Noch einmal hat er, nachdem er in neuer Höhle fern von hier den Winterschlaf erkoren und gefunden, seine alte Heimat aufgesucht. Dabei ist ihm mancher jugendvertraute Ort fremd geworden; anders sieht er aus als früher, nicht mehr zu erkennen. Wo er, Nicolae, unter bärtigen Urfichten leise und leicht in weichem Moos trottete, wo der heimliche Störenfried, der alte Hahn, mit viel Gehabe und Geläufe flügelspreitend den morgendlichen Heimwechsel manchen Getieres durchschnitt, da breitet sich freie Lichtung aus; weit überspannt die offene Luft den kahlen Ort mit seinen zerstreuten Strünken, seinem knackenden Schlagabraum. Am unteren Rand des Haues liegen in Reih und Glied gestapelt die Blochen, die zu den Wurzelstöcken gehörten. Streifen und Schleifen durchziehen Wald und Hau.

Wie er mißtrauisch und vorbehaltlich das hochgehäufte Geknäck unter die Sohlen nimmt, um rasch über diese Spuren der Schändung und Zerstörung hinüberzukommen, reißt es ihn beinahe wieder zurück, als er an ein langes Holzgebilde stößt, eine aus mehreren Langblochen zusammengesetzte Rinne, die sich oben und unten in hoher Überbrückung des Tales weit verliert.
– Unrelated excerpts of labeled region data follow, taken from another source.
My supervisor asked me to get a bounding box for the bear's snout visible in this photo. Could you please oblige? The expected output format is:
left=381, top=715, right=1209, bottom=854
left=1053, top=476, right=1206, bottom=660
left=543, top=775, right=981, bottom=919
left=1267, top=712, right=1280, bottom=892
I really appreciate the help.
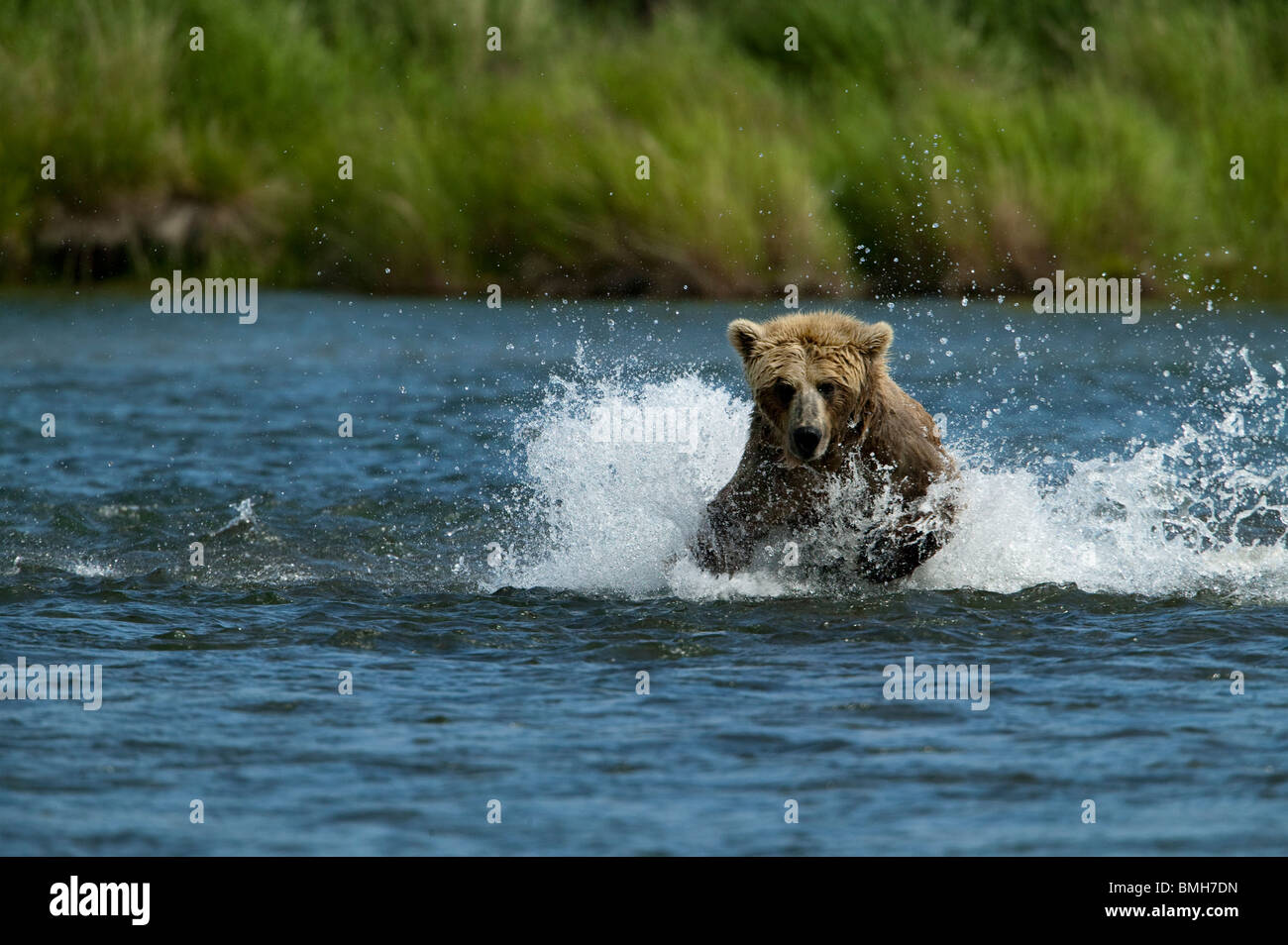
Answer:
left=793, top=426, right=823, bottom=463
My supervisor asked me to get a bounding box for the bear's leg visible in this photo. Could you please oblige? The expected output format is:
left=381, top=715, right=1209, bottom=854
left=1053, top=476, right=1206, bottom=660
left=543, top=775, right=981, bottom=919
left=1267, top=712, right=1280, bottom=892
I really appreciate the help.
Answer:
left=858, top=523, right=948, bottom=583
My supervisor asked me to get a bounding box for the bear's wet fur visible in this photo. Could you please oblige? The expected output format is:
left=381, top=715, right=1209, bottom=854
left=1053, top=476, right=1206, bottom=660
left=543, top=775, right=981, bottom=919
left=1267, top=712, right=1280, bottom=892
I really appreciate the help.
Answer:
left=690, top=312, right=956, bottom=581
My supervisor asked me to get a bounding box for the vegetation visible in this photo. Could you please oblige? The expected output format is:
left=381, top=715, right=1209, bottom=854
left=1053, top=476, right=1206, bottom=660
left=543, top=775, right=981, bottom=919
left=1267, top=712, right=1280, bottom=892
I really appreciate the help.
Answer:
left=0, top=0, right=1288, bottom=299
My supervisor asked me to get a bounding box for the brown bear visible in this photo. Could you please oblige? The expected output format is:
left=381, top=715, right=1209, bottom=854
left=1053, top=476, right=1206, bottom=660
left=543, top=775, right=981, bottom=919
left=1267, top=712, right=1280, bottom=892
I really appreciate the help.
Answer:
left=690, top=312, right=956, bottom=580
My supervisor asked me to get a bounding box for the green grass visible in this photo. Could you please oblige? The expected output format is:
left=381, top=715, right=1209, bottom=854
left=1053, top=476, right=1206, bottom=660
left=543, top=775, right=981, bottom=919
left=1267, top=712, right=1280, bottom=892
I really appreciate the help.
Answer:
left=0, top=0, right=1288, bottom=299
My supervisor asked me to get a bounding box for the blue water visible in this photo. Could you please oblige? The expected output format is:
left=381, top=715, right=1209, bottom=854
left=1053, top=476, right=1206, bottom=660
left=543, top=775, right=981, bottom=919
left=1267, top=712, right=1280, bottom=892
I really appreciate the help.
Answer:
left=0, top=292, right=1288, bottom=855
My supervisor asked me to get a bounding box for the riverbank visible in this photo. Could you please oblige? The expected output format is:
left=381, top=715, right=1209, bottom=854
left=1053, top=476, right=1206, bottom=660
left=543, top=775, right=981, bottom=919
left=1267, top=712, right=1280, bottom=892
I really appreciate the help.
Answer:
left=0, top=0, right=1288, bottom=302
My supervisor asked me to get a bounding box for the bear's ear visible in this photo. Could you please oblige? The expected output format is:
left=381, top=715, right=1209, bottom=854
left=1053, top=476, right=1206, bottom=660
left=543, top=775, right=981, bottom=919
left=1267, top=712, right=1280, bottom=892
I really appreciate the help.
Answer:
left=729, top=318, right=761, bottom=361
left=854, top=322, right=894, bottom=358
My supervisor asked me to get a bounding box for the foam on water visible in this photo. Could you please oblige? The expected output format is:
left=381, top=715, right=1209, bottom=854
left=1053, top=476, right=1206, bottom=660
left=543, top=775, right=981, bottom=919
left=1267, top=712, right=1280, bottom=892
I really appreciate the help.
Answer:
left=482, top=349, right=1288, bottom=600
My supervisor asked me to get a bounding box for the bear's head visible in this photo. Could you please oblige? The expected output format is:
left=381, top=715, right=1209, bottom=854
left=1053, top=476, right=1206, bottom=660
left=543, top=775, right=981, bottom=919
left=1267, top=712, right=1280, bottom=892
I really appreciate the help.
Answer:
left=729, top=312, right=894, bottom=465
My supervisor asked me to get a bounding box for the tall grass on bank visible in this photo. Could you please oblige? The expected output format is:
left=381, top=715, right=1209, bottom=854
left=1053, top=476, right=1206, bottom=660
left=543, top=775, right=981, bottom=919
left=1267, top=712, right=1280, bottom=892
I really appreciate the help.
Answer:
left=0, top=0, right=1288, bottom=299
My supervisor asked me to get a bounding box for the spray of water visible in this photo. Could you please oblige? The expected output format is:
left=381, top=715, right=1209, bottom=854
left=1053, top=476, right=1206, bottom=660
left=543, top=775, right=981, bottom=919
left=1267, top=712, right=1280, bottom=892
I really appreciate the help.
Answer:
left=482, top=348, right=1288, bottom=600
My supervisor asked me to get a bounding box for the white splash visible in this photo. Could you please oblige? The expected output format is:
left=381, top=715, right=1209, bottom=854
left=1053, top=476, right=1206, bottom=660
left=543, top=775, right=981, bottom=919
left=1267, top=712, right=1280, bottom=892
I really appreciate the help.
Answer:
left=482, top=351, right=1288, bottom=600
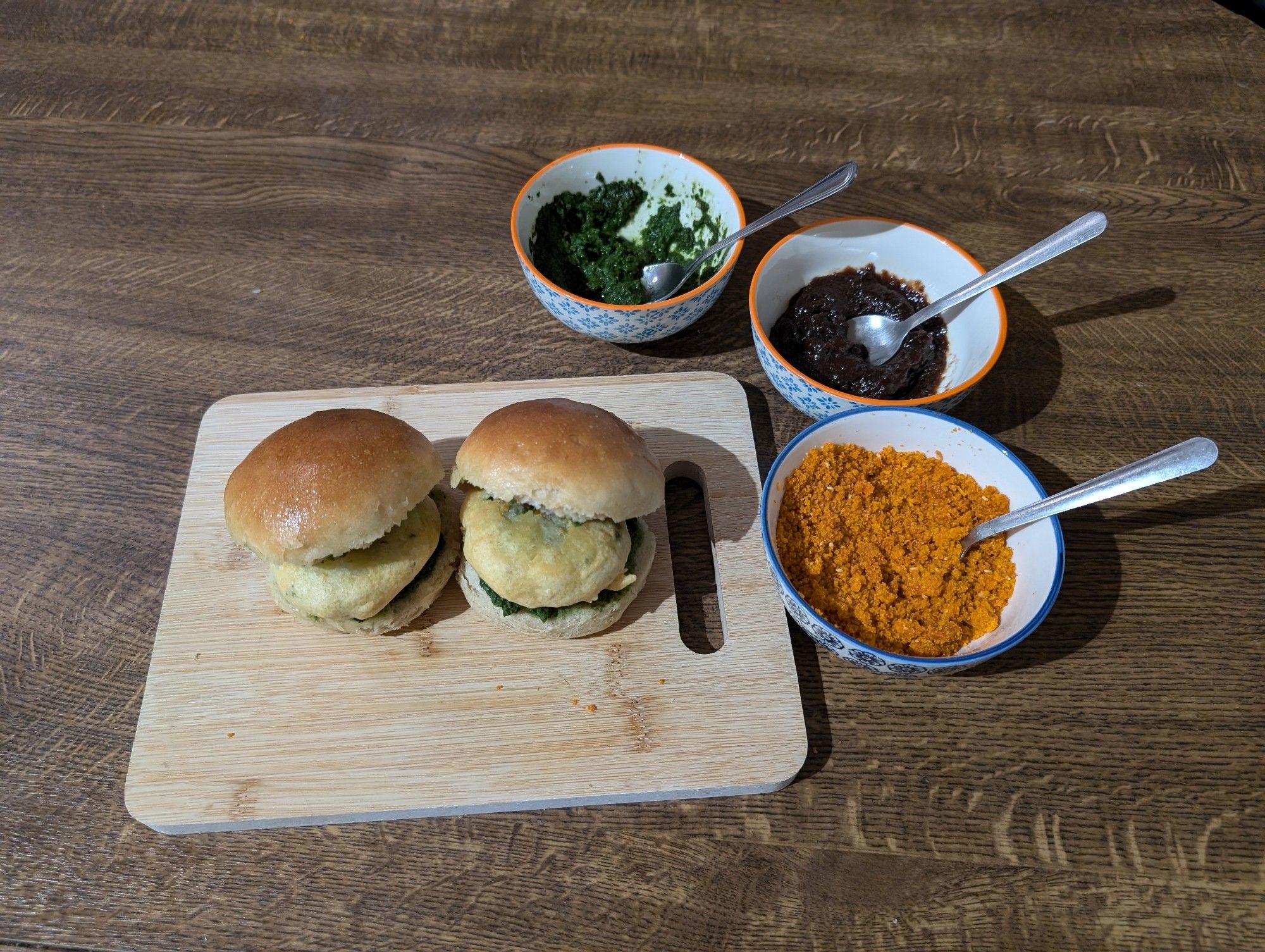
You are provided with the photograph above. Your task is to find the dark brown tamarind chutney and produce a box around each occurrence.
[769,264,949,400]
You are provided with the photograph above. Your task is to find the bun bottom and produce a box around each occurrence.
[268,486,462,634]
[457,519,655,638]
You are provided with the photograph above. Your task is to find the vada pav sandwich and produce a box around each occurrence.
[453,400,663,638]
[224,410,460,634]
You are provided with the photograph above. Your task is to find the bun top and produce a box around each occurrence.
[453,399,663,522]
[224,410,444,565]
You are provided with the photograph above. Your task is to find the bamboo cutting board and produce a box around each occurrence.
[126,373,807,833]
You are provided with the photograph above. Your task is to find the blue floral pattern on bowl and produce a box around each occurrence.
[777,579,979,677]
[519,259,732,344]
[755,405,1063,677]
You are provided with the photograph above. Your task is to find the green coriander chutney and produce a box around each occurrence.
[531,175,724,304]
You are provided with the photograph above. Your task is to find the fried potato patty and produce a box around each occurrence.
[271,497,439,619]
[462,490,631,608]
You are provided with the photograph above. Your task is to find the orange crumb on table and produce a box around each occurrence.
[777,443,1015,657]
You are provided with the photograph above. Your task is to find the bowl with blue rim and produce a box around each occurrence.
[760,407,1064,677]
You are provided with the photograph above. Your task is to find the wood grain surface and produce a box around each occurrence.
[0,0,1265,949]
[125,372,808,833]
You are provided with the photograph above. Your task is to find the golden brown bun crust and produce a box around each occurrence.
[453,397,663,522]
[224,410,444,565]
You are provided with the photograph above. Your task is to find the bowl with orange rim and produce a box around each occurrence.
[510,143,746,343]
[749,218,1006,419]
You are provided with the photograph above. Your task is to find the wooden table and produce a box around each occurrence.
[0,0,1265,949]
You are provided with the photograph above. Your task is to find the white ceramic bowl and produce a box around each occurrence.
[750,218,1006,419]
[760,407,1063,677]
[510,144,746,343]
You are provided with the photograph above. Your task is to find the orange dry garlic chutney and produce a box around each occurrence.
[777,443,1015,657]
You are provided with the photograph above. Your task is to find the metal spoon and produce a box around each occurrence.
[850,211,1107,367]
[641,162,856,301]
[961,436,1217,556]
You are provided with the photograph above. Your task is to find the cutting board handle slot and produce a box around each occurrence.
[664,461,725,655]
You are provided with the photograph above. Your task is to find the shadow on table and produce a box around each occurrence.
[953,286,1176,434]
[958,447,1265,677]
[617,201,813,358]
[743,382,778,491]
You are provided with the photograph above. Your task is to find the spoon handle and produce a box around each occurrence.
[961,436,1217,553]
[677,162,856,287]
[903,211,1107,333]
Es ist starres, reines Holz und wieder so ein toter Bau von Menschenhand, deren er schon einige kennt und von denen er nicht viel hält. Trotzdem scheut er das Ding zu sehr, um einfach darüber hinwegzuwechseln. So folgt er einstweilen dessen Verlauf bergab, und da trifft er auf eine gleichartige riesige Holzschlange, die, breiter und voller am Bauch, im Bachbett liegt und in ihrem Leib gefangenes Wasser zischend zu Tal leitet. Erst als Nicolae sieht, daß sie oben und unten kein Ende findet, schnellt er sich von Kante zu Kante über das Wasser hinüber, gleitet aber aus und tritt rückwärts in den schießenden Gischt, daß die Springflut hoch an ihm hinaufspritzt und er beinahe mitgeschwemmt wird. In raschem Entschluß wirft er sich mit krallendem Eingriff über den Bord, wobei er mitten in die volle Schmelzkuhle des Baches plumpst. Mißmutig rappelt er sich heraus, schüttelt sich die Flut aus dem Winterfell, steigt den Hang hinauf, überquert den Rücken und gelangt ins Haupttal. Da traut er seinen Sehern nicht, denn dort, wo über scharfer Klamm die breite Ausweitung ist, wo er früher über stilles, wohltuendes Plätschern besonders gerne seinen Wechsel nahm, glänzt hoch bis an die Hänge ein Wasserspiegel. Ruhe ist zwar jetzt nächtens umher, doch deuten frische Menschenspuren auf Besiedlung des Ortes. Ohne sich weiter umzusehen, läßt er den unbehaglichen Ort zurück. Er fühlt sich wie verschlagen, verirrt, fremd, wo er immer zu Hause war und Heimrecht hatte. Er weiß, daß jener Schlagtakt unten, jenes Knittern, Brechen, dumpfe Aufdröhnen dasselbe anzeigt, was hier im Herbst die Schläge meldeten und was er jetzt vor und unter seinen Sohlen sieht. In den Tiefen entsteht es, breitet sich Tag für Tag weiter aus, zieht unaufhaltsam heran. Der Wald wird lebendig von unerforschlichem Getue, die Bäume sterben unter fremdem Anbiß, die Luft haucht Gift und Tod. Das ist nicht mehr seine Welt; diese Heimat bietet ihm nicht mehr Frieden und Schutz alten, bergenden Heimbaches.

Nicolae trottet für immer davon aus den niederstürzenden Wäldern seiner Jugendzeit.